Bug 55458 - allow to configure what mod_ssl responds when one doesn't talk TLS/SSL to the port
Summary: allow to configure what mod_ssl responds when one doesn't talk TLS/SSL to the...
Status: NEW
Alias: None
Product: Apache httpd-2
Classification: Unclassified
Component: mod_ssl (show other bugs)
Version: 2.5-HEAD
Hardware: All All
: P2 enhancement (vote)
Target Milestone: ---
Assignee: Apache HTTPD Bugs Mailing List
URL:
Keywords:
Depends on:
Blocks:
 
Reported: 2013-08-20 21:40 UTC by Christoph Anton Mitterer
Modified: 2013-08-20 21:40 UTC (History)
0 users


Attachments
Add an attachment (proposed patch, testcase, etc.)

Note You need to log in before you can comment on or make changes to this bug.
Description Christoph Anton Mitterer 2013-08-20 21:40:11 UTC 
Hi.

As discussed in bug 55364 (see there for more info), and as Eric insisted on yet another bug being opened for the "enhancement request", please implement the following enhancement.


1) Users should be able to control what happens, when someone connects to a https port, but doesn't speak TLS/SSL.

Right now, a HTTP 0.9 response and HTML is sent, which is problematic due to not having even a Status code that indicates error.

If any RFC don't suggest anything else, I'd say that the best solution of handling such a situation is simply closing the TCP connection, perhaps sending some SSL/TLS error notification if that exists.

Anything else, might even be a security problem, when the client interprets the content (which doesn't even have a Content-Type).

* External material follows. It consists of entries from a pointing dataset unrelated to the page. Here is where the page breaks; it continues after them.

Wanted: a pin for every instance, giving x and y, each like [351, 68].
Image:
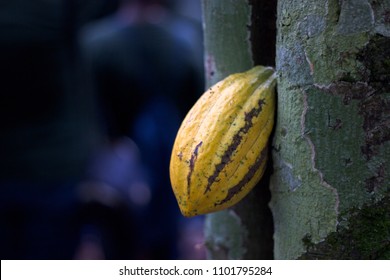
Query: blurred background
[92, 94]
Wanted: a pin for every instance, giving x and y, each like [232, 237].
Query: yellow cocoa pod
[220, 151]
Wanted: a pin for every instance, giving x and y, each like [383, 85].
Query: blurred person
[48, 128]
[147, 76]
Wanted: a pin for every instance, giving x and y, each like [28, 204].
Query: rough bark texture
[233, 32]
[331, 151]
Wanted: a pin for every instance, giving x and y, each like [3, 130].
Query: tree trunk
[239, 35]
[331, 150]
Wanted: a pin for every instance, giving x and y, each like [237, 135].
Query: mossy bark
[233, 33]
[331, 146]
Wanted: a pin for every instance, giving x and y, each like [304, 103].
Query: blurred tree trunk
[330, 187]
[331, 149]
[239, 35]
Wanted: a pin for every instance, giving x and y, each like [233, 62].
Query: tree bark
[330, 190]
[239, 35]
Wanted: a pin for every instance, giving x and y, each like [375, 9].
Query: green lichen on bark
[367, 237]
[331, 140]
[226, 38]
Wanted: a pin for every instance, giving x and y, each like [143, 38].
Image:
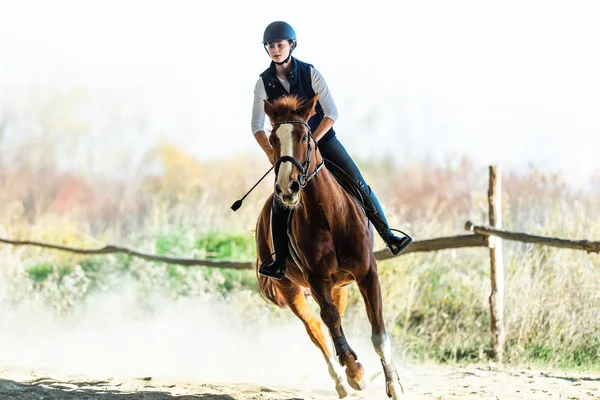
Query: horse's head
[292, 144]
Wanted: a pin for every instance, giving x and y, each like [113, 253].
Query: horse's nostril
[294, 187]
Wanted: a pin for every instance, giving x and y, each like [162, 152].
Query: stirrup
[275, 269]
[397, 244]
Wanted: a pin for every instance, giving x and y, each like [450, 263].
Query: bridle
[303, 178]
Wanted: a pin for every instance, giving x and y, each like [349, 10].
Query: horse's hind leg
[297, 302]
[371, 292]
[333, 303]
[340, 299]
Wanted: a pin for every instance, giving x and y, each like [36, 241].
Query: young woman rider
[287, 75]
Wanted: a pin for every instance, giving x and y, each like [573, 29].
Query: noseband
[303, 178]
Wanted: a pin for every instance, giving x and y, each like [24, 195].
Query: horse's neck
[324, 191]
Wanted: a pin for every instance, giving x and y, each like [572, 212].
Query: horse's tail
[268, 290]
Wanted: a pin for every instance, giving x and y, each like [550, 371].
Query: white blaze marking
[284, 134]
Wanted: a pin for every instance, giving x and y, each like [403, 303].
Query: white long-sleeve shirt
[319, 86]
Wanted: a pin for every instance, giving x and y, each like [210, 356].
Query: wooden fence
[482, 236]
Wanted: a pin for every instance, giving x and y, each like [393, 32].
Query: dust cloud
[129, 334]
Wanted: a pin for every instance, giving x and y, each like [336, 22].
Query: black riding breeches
[336, 153]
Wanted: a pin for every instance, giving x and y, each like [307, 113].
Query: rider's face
[279, 50]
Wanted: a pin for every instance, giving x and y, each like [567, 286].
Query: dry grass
[436, 302]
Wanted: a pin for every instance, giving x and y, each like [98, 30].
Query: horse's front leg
[295, 299]
[371, 292]
[323, 293]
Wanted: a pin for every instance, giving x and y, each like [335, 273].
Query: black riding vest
[300, 80]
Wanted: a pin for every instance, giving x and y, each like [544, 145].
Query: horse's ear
[308, 108]
[270, 110]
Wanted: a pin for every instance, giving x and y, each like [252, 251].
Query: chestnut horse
[330, 243]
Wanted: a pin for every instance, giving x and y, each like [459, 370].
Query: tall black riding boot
[276, 268]
[377, 217]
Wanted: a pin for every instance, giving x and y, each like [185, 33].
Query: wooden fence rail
[482, 236]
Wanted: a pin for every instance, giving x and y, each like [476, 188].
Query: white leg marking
[383, 347]
[284, 134]
[336, 372]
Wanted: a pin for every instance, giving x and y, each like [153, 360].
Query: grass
[435, 304]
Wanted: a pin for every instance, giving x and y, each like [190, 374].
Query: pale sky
[507, 82]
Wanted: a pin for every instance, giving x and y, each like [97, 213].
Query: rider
[288, 75]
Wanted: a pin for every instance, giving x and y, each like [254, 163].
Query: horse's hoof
[355, 374]
[342, 390]
[358, 385]
[395, 391]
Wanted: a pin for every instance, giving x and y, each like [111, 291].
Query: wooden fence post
[497, 267]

2) Due to the (to my knowledge) non-standardish behaviour in sending a HTTP/HTML response in that situation,... and due to possible security issues with that, one can easily think of,... the "new" behaviour of responding nothing (or an SSL/TLS error indicator - if such thing exists) should be made default.


Cheers,
Chris.

PS: In principle the proper severity for this is rather major, since it might have security implications.